DER STANDARD

Für die Weihnachtsferien 1925/26 hatte Erwin Schrödinger, damals Professor für Theoretische Physik in Zürich, Skiurlaub im schweizerischen Arosa geplant. Doch als er seine Reise antrat, standen die Zeichen nicht auf Erholung im Alpenpanorama: Er war beunruhigt und verärgert – über den Zustand seines Fachs, der Atomtheorie.

Um das Verhalten kleinster Teilchen zu beschreiben, kam damals die Matrizenmechanik zum Einsatz, ein unansehnlicher mathematischer Apparat, frei von anschaulichen Vorstellungen. Der Gedanke, den Schrödinger in die Weihnachtsferien trug, war ein Vorschlag des Physikers Louis de Broglie, wonach Materie wie Elektronen auch Welleneigenschaften besitzt.

"Im Augenblick plagt mich eine neue Atomtheorie. Wenn ich nur mehr Mathematik könnte! Ich hoffe, wenn ich es nur rechnerisch bewältigen kann, wird es sehr schön", schrieb Schrödinger am 27. Dezember 1925 an den Kollegen Wilhelm Wien. Es war die Ankündigung einer Revolution: Die Schrödingergleichung ist das quantenphysikalische Analogon zur Klassischen Mechanik.

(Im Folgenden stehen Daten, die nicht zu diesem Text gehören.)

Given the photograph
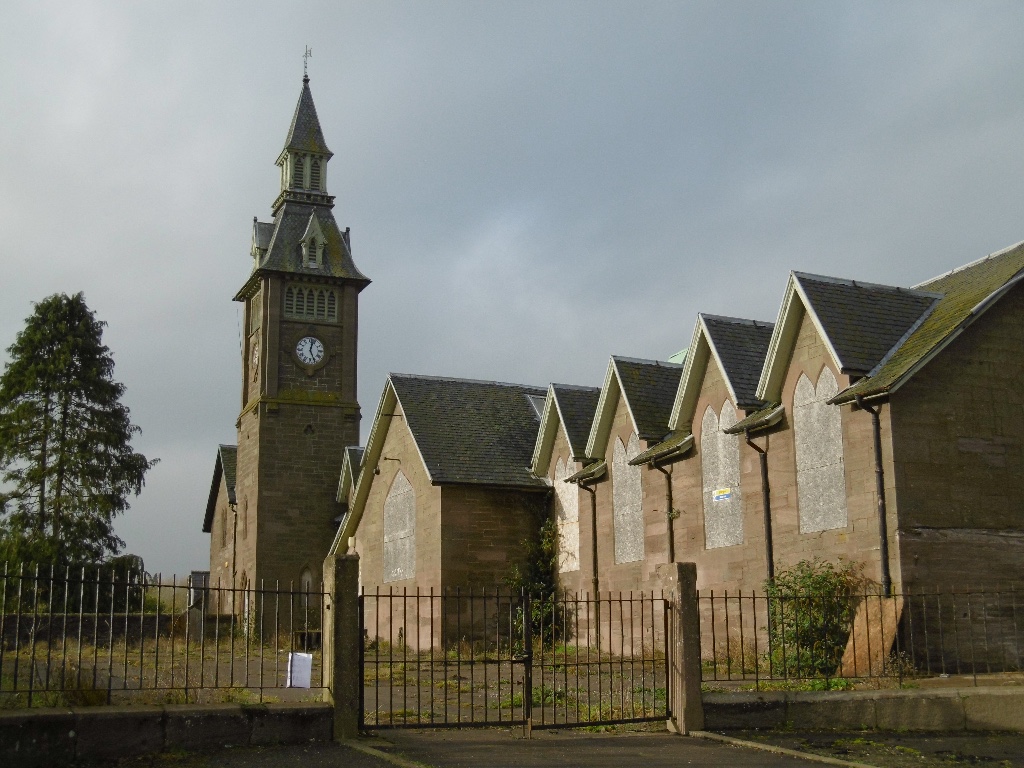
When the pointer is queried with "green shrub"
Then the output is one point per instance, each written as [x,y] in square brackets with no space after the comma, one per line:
[537,579]
[810,611]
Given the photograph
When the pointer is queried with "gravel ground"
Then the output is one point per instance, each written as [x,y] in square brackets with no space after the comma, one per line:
[900,750]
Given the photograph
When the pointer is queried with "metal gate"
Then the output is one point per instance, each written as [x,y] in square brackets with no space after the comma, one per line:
[469,657]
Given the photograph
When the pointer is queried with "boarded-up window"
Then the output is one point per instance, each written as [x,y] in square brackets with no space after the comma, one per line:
[720,472]
[567,518]
[820,475]
[627,496]
[399,530]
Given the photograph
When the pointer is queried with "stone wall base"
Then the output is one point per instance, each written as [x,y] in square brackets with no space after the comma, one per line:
[957,710]
[58,736]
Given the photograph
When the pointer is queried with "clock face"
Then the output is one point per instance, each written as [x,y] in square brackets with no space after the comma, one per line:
[309,350]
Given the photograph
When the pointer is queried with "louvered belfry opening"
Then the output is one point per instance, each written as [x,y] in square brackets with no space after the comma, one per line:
[311,303]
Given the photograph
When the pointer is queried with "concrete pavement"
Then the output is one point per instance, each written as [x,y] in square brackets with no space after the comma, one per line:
[479,749]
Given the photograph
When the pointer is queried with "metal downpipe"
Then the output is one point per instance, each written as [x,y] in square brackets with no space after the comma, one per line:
[880,492]
[765,503]
[670,512]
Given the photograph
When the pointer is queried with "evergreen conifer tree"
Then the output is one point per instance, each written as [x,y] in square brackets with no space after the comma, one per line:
[67,465]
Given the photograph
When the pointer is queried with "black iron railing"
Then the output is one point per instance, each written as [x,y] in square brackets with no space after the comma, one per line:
[95,635]
[751,639]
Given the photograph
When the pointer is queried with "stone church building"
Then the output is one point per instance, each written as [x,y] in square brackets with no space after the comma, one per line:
[272,510]
[876,424]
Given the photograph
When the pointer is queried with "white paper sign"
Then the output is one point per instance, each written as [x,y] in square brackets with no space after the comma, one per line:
[300,670]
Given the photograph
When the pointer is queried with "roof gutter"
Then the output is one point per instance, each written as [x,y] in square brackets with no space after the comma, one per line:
[770,419]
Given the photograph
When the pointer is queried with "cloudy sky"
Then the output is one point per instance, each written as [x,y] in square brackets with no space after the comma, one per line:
[531,186]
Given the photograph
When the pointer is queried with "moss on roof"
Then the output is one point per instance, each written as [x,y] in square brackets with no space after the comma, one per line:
[963,290]
[676,440]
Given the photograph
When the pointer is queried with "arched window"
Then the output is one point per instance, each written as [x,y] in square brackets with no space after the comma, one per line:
[817,430]
[566,517]
[311,303]
[720,475]
[399,530]
[627,496]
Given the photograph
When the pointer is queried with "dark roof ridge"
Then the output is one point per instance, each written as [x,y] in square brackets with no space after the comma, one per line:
[737,321]
[961,268]
[862,284]
[576,386]
[644,361]
[466,381]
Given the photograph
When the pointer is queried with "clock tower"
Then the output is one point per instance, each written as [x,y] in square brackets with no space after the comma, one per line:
[299,408]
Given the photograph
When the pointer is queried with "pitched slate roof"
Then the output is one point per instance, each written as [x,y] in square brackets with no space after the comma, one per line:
[676,443]
[304,134]
[649,389]
[471,431]
[966,294]
[284,253]
[862,321]
[740,346]
[577,407]
[224,466]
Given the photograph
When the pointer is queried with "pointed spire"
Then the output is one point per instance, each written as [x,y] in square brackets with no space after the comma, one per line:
[305,133]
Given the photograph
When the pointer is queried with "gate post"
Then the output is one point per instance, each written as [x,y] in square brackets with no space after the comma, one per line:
[684,668]
[342,670]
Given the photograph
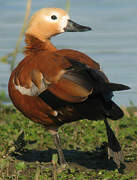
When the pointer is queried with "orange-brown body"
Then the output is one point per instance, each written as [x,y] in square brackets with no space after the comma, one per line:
[53,87]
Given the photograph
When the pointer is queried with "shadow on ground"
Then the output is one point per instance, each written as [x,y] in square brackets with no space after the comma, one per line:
[89,160]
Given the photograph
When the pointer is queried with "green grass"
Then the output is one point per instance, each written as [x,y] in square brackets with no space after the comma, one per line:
[27,151]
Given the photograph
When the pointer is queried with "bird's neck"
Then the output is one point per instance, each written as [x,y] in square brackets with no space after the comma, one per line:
[34,44]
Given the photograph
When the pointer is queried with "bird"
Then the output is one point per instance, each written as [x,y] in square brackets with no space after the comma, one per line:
[53,86]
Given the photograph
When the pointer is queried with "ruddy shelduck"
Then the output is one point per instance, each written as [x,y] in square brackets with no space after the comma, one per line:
[53,87]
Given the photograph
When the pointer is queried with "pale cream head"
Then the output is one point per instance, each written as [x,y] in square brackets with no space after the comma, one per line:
[47,22]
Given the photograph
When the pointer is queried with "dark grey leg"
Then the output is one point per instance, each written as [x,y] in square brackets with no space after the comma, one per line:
[59,149]
[114,148]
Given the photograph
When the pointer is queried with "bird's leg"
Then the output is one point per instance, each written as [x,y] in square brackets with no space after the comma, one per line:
[57,141]
[114,148]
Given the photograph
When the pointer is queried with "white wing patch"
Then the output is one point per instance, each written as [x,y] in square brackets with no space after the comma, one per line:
[33,90]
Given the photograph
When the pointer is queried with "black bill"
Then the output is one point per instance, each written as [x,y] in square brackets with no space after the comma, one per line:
[74,27]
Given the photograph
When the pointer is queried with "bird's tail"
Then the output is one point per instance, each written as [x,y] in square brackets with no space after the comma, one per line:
[112,110]
[116,87]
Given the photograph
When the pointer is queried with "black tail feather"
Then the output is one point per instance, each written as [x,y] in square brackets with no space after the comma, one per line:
[112,110]
[117,87]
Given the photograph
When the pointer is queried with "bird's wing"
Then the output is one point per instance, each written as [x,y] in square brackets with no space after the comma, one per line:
[69,75]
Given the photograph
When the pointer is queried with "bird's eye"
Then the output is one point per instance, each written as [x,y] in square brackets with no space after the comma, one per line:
[53,17]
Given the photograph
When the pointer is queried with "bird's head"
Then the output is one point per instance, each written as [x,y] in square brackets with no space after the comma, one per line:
[48,22]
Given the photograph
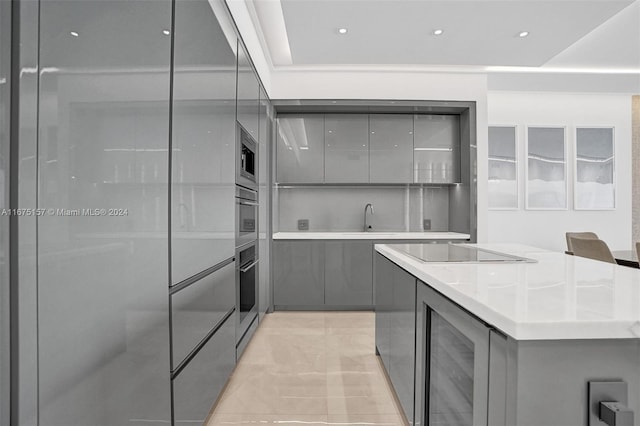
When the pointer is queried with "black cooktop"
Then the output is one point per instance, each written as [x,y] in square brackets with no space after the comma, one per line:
[431,252]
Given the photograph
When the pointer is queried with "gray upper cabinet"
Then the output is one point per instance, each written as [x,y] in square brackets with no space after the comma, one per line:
[346,138]
[300,149]
[436,149]
[248,94]
[348,273]
[391,148]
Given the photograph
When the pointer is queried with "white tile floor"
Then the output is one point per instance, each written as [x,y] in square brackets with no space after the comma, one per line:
[309,368]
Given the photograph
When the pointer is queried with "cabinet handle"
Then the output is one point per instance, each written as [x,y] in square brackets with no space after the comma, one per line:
[615,414]
[249,266]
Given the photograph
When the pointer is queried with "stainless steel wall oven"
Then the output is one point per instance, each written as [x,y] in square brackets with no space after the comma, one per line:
[247,288]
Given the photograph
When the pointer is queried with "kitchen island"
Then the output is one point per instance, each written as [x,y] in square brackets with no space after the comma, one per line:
[506,342]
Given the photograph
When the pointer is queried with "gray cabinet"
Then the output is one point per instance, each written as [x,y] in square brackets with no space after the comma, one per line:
[346,138]
[383,300]
[203,140]
[298,273]
[198,308]
[395,305]
[390,148]
[264,187]
[198,385]
[402,339]
[300,149]
[348,273]
[436,148]
[248,93]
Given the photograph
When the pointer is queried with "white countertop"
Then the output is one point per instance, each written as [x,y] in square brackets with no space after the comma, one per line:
[370,236]
[559,297]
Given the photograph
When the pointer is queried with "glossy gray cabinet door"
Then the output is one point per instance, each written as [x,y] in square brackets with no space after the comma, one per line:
[198,308]
[436,145]
[198,385]
[103,312]
[248,93]
[348,273]
[346,138]
[402,341]
[300,149]
[203,141]
[383,300]
[298,273]
[390,148]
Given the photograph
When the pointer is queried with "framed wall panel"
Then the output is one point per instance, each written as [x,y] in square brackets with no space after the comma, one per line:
[594,184]
[546,168]
[503,168]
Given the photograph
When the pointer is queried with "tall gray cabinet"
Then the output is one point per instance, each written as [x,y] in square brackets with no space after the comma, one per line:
[203,285]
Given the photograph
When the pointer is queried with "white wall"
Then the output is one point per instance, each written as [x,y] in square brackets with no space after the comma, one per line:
[547,229]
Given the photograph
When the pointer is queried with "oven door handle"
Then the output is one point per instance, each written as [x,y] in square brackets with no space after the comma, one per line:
[249,266]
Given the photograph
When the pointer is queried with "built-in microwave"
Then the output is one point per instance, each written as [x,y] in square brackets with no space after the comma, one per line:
[246,215]
[247,159]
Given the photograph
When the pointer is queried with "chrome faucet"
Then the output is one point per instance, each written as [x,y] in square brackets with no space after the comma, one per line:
[368,206]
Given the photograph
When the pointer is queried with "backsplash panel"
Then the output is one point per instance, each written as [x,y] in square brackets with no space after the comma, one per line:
[341,209]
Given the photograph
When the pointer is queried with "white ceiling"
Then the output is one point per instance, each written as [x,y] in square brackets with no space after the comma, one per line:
[601,35]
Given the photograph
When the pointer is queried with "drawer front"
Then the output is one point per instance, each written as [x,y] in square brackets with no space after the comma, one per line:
[198,385]
[197,309]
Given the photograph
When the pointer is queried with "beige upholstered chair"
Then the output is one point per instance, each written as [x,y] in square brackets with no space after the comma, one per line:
[592,248]
[569,235]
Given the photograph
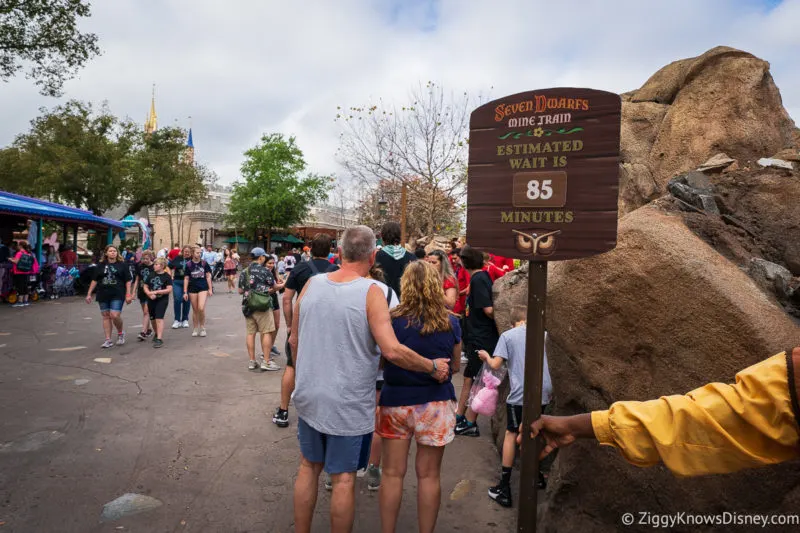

Mit dem Weihnachtsurlaub 1925 begann Schrödingers annus mirabilis. Seine Arbeiten der folgenden zwölf Monate begründeten eine neue Physik, in der Materie nicht nur räumlich lokalisierte Teilchen sind, sondern zugleich auch ausgedehnte Wellen – wenn man so will ein Weihnachtswunder, das bis heute die Physik bestimmt.